Note that this is independent of worries about department size. The point is that the rank favours people whose work cuts across the different categories. Small departments can be helped in this way as much as large departments.

Fifth, the stat is incredibly dependent on just which categories we choose to measure. For various reasons, action theory and philosophy of religion are included. But there’s no category for, say, philosophy of perception. (Should it be wound into philosophy of mind or epistemology?) Including it would make a difference. (Probably helping Texas as it turns out.) So there’s some amount of arbitrariness in choosing what we did.

Sixth, the stat leads to obviously crazy results in some hypothetical situations.
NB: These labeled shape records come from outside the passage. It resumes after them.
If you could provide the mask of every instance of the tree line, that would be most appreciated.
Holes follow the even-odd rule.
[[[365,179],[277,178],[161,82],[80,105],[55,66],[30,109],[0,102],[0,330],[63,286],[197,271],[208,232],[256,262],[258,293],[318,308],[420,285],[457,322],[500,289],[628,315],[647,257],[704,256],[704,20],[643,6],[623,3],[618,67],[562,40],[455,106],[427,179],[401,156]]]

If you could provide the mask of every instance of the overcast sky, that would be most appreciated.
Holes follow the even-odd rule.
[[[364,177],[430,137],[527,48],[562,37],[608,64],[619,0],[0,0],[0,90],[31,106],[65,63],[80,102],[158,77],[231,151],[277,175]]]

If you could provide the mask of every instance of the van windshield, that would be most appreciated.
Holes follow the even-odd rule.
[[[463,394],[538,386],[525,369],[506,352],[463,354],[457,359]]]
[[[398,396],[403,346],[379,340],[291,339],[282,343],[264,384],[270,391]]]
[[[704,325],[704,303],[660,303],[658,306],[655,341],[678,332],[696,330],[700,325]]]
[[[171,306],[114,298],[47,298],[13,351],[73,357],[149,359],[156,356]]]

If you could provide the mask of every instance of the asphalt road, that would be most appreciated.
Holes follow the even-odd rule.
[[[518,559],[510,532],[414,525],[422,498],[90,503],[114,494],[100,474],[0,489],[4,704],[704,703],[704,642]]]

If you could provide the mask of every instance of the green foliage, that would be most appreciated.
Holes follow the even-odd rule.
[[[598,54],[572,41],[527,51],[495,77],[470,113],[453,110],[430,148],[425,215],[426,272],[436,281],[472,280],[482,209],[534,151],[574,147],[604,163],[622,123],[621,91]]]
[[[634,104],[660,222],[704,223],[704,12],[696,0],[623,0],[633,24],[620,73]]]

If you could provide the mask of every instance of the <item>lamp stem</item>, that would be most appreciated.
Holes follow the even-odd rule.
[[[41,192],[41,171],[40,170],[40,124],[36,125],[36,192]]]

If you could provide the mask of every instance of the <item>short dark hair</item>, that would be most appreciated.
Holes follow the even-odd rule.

Consider the three hypothetical departments A, B and C in the following example.

  A B C
Metaphysics 5 3 1.5
Epistemology 5 3 1
Mind 4 3 2
Language 4 3 3
Philosophical Logic 3 3 5
Religion zero 4 5
Action zero 3 5

If we take the average of the seven categories, then they are ranked C, B, A. Now this is nonsense. One might object that C is obviously a fictional department. (For one thing, a department that good in action theory and philosophy of religion would already get a metaphysics ranking higher than 1.5, because of the double counting mentioned above.) But A and B seem not particularly unrealistic to me. There are two distinct problems this example brings out, that lead (finally!) to our last two objections.

Seventh, the five point scales that are used are not linear. Consider what it takes, in terms of adding people or publications or citations, to get from 4 to 5 in a category. Now consider what it takes to get from 1 to 2, or 2 to 3. When you have a set of non-linear measures like this, averaging them is a bad idea. (That’s why the A-B comparison looks so silly.)

Eighth, even if you are going to average them (despite the worries about double counting and non-linear scales) treating these categories all the same is a little absurd in terms of what is being intuitively captured. (This is what the A-C comparison brings out.) There should be some weighting of the categories to their relative importance in M&E broadly construed.

Which weighting? Good question! I think there’s no right answer here; differences about the appropriate weighting are really differences of taste. Here’s one natural suggestion, however, that is at least sorta kinda objective. Different categories in the Leiter report have different numbers of people contributing rankings. To a first approximation, the number of rankers is proportionate to the importance to the field. So we could use that as the weighting. This would give a slightly more sensible number, but it still wouldn’t deal with the double counting and non-linear scales problems.

Short version of my advice to undergraduates: Don’t use these “broad category” measures to make any decisions at all! Stick to the overall rankings and the speciality rankings.